For the 12 to 15 boys staying there at any one time, Overton arranged for films to be shown, swimming, hiking trips and table tennis competitions.
“He enjoyed being with the boys and had a great sense of fun, often playing practical jokes, but he was also determined that they should keep their own culture and history,” Mackenzie said. “He was firm that they must keep to their traditions, and he even got a rabbi to come in to teach them about Judaism and the Torah.”
When Mackenzie spoke with one of the boys, Hans Schnabl, over 50 years later, he was “overcome with emotion and moved to tears”, describing Overton as a “friend and father to them all. They loved him.”

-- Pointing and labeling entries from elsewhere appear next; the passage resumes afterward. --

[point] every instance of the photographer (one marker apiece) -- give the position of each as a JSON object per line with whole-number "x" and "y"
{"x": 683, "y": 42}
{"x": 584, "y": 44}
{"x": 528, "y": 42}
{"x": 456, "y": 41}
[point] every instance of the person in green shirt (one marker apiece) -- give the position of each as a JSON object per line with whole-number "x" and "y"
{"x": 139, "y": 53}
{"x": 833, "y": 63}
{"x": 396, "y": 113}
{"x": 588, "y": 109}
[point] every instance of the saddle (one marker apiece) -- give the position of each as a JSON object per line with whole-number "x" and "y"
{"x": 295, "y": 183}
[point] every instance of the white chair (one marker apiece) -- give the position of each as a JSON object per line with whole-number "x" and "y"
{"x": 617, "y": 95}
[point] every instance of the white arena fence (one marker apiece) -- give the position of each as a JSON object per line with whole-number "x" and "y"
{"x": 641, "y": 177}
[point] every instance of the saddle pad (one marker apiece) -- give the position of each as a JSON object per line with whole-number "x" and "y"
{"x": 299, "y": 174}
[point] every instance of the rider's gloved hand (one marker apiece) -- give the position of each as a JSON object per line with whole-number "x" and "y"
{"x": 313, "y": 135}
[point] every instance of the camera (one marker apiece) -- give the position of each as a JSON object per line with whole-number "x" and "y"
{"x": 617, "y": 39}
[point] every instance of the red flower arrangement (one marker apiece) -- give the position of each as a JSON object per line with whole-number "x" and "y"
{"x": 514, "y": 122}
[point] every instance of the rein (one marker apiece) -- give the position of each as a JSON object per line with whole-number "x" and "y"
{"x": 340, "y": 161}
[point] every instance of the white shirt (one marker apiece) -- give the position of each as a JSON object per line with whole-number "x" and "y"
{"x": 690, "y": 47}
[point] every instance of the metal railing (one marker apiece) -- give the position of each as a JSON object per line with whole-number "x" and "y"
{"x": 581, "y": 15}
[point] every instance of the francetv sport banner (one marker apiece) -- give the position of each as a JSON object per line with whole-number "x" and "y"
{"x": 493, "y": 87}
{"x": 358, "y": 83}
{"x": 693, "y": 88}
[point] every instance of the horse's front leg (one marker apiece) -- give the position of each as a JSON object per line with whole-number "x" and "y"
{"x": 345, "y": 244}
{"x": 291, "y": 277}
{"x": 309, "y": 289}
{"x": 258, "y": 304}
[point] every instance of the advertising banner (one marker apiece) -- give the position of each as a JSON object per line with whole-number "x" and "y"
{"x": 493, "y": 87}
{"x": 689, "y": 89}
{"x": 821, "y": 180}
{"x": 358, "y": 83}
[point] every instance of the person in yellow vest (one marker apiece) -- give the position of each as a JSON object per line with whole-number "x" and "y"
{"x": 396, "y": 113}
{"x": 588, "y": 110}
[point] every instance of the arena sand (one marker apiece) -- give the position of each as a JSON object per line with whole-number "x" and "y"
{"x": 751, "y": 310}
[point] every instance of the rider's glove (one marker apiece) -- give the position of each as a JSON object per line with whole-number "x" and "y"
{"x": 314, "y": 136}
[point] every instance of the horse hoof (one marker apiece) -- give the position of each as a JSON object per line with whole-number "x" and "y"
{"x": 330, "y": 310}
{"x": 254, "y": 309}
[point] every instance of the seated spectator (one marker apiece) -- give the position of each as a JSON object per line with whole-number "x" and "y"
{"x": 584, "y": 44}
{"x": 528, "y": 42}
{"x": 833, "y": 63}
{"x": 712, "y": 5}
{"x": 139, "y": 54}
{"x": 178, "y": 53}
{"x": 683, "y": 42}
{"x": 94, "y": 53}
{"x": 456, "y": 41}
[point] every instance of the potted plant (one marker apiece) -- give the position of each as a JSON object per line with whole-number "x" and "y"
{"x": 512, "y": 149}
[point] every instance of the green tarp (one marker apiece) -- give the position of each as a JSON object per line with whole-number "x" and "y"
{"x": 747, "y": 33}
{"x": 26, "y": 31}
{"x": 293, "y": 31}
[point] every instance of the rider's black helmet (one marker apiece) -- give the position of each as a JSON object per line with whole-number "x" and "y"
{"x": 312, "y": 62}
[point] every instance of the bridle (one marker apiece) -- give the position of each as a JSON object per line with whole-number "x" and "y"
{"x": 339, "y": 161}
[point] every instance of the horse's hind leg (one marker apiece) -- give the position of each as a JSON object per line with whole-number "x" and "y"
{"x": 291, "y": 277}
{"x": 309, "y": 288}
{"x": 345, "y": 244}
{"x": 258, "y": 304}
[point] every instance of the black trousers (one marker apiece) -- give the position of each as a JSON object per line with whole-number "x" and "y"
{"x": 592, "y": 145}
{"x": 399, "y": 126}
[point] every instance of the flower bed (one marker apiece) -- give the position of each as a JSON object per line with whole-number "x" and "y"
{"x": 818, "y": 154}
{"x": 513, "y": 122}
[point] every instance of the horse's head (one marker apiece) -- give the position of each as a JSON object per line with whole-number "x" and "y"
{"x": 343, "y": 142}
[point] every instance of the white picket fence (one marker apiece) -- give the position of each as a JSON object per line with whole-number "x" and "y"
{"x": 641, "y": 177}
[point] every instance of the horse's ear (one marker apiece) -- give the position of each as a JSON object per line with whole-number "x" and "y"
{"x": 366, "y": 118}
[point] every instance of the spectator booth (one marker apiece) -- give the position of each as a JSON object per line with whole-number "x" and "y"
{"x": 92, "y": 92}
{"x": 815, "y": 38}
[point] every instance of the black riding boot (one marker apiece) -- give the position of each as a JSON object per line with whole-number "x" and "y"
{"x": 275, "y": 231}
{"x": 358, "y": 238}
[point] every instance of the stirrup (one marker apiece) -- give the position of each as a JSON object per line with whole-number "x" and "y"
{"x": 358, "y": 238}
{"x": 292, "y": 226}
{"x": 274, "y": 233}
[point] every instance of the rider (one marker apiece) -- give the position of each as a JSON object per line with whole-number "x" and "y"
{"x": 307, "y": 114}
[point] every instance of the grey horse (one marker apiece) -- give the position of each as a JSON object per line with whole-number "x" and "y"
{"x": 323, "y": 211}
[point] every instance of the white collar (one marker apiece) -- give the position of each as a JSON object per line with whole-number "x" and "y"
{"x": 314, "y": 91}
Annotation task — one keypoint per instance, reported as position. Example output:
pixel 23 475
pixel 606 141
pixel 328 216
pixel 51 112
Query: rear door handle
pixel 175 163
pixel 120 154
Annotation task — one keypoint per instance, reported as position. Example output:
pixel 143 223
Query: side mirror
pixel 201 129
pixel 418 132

Esther Worboys, a granddaughter of another one of the boys, Eric Muller, who went to live in Little Thorn aged 16, around the time most of his family were killed in Auschwitz, said: “It was an incredibly difficult time for my grandfather. He was quite a reserved boy, didn’t join in the conversations the children had on the train, and he described the first few days spent in a temporary transit camp in Dovercourt in Essex as cold and bleak, where the children were treated like outcasts.
“But when he was moved to Rugby to be in Little Thorn, he became much happier. He enjoyed the busy and kind atmosphere, people always coming and going.
“He had a huge amount of respect for Alan Overton, whose name he always revered, and talked about him often, even many years later. He said he was selfless, energetic, caring and a towering father figure.”
Muller, who died in 2001 at the age of 80, for a time returned to Rugby every year for a reunion with some of the other Little Thorn boys.
Bruce, Alan's son, holding a plaque from the boys of Little Thorn dedicated to his father (Credit: Esther Worboys)
To honour her grandfather’s work, in 2006, Mackenzie was invited to London by Sir Nicholas Winton for the unveiling of the statue dedicated to the Kindertransport in the forecourt of Liverpool Street Station.
Mackenzie says that at one point, Winton took her hand in his and told her that her grandfather, whom he had known, “’did so much more than I did and saved so many more. I happened to be there and did what I could for a time, but your grandfather carried on throughout the war and never once stopped, saving the lives of hundreds.’”
Jane Mackenzie (front left with a blue hair band), with younger brother Stephen, and grandma Elsie (Overton's wife), with Jane's sister Margaret (back left) and Alan Overton (Credit: courtesy)
Overton died in 1975, having witnessed the creation of Israel, which for him “was the fulfilment of prophecy”.
He also watched the hundreds of children he knew by name and for whom he had advocated so relentlessly, go on to create families of their own.